[dns-operations] the mathematics of kaminsky spoofing probability

Paul Vixie vixie at isc.org
Mon Aug 4 16:27:13 UTC 2008


> From: Otmar Lendl <ol at bofh.priv.at>
> 
> Over the last days, I have been thinking about what can be done
> nevertheless, and my current idea is the following:
> 
> Whenever we get a forged answer (qID, port, ...) we process the packet
> as usual, but instead of sending the reply and changing the cache,
> we just put a flag on all cached entries which would have been changed
> by this reply. 

note that the application generally will not know when the port is mis-guessed
unless it opens an ICMP socket (in which case it still won't know which ICMPs
are bad guesses unless its upstream IP address is dedicated to RDNS).  opening
a few hundred extra UDP sockets as an RDNS-level honeypot (as was described in
a NANOG posting last week) would help but unless you can open all UDP ports it
is still a statistical defense, and a scant one at that.

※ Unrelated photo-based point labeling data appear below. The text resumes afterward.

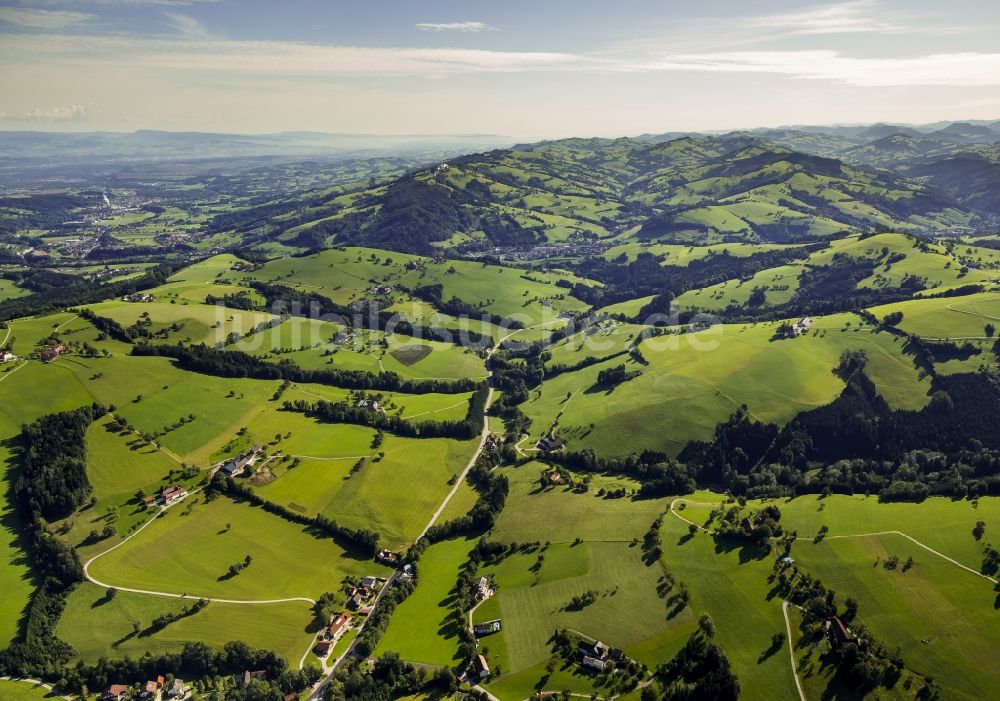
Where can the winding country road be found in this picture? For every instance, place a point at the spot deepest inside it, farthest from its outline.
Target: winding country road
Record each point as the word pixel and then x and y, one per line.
pixel 785 604
pixel 37 682
pixel 322 684
pixel 791 649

> Whenever a matching answer is received, it cannot change any cache
> entries where this flat is set.
> 
> This isn't 100% effective (e.g. the target of the attack must be already
> in the cache to be protected), it should help quite a bit.

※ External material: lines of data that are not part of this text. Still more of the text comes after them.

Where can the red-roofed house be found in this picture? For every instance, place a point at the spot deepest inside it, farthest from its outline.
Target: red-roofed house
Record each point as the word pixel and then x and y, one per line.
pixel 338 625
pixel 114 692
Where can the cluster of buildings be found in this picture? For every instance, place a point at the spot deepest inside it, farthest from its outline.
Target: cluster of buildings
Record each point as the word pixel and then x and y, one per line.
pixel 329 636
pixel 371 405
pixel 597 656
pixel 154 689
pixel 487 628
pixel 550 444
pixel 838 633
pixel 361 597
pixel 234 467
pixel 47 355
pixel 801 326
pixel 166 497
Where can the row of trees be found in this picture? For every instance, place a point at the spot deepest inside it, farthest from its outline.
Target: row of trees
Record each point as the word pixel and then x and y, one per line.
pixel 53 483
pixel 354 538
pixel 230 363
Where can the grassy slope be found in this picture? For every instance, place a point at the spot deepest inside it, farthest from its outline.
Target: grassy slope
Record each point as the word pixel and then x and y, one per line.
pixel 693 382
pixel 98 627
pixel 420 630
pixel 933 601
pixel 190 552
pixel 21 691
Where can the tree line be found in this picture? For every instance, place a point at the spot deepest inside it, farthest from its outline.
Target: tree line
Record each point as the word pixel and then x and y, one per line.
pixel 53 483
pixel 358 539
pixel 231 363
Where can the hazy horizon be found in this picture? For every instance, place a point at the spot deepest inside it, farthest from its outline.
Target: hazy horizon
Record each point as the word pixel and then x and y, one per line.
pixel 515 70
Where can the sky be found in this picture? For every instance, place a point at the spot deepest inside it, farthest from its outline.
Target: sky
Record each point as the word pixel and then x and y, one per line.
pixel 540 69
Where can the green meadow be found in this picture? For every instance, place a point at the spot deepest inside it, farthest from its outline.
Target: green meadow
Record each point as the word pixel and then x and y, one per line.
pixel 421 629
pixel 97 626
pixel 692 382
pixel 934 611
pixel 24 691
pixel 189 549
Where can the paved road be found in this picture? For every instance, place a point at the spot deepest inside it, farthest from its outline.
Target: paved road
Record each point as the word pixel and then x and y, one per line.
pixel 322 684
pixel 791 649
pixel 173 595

i've re-posted my "minimum entropy" proposal from namedroppers@ here, which i
think is a more effective solution than "always query twice" or "fallback to
TCP or query twice if a bad QID is tried", but in specific response to the
above "don't cache data after a suspicious transaction" proposal, i have two
concerns.  first is that if you annoy bad guys they will do things that annoy
you back -- like flooding you with bad QID's just to put you in your slow mode
perhaps in hopes of discrediting this approach.  second and more importantly
from a protocol point of view, no current RDNS forwards answers from authority
servers back to their stubs without first caching and then regenerating it,
and this is done in response to worse/older security problems than kaminsky's.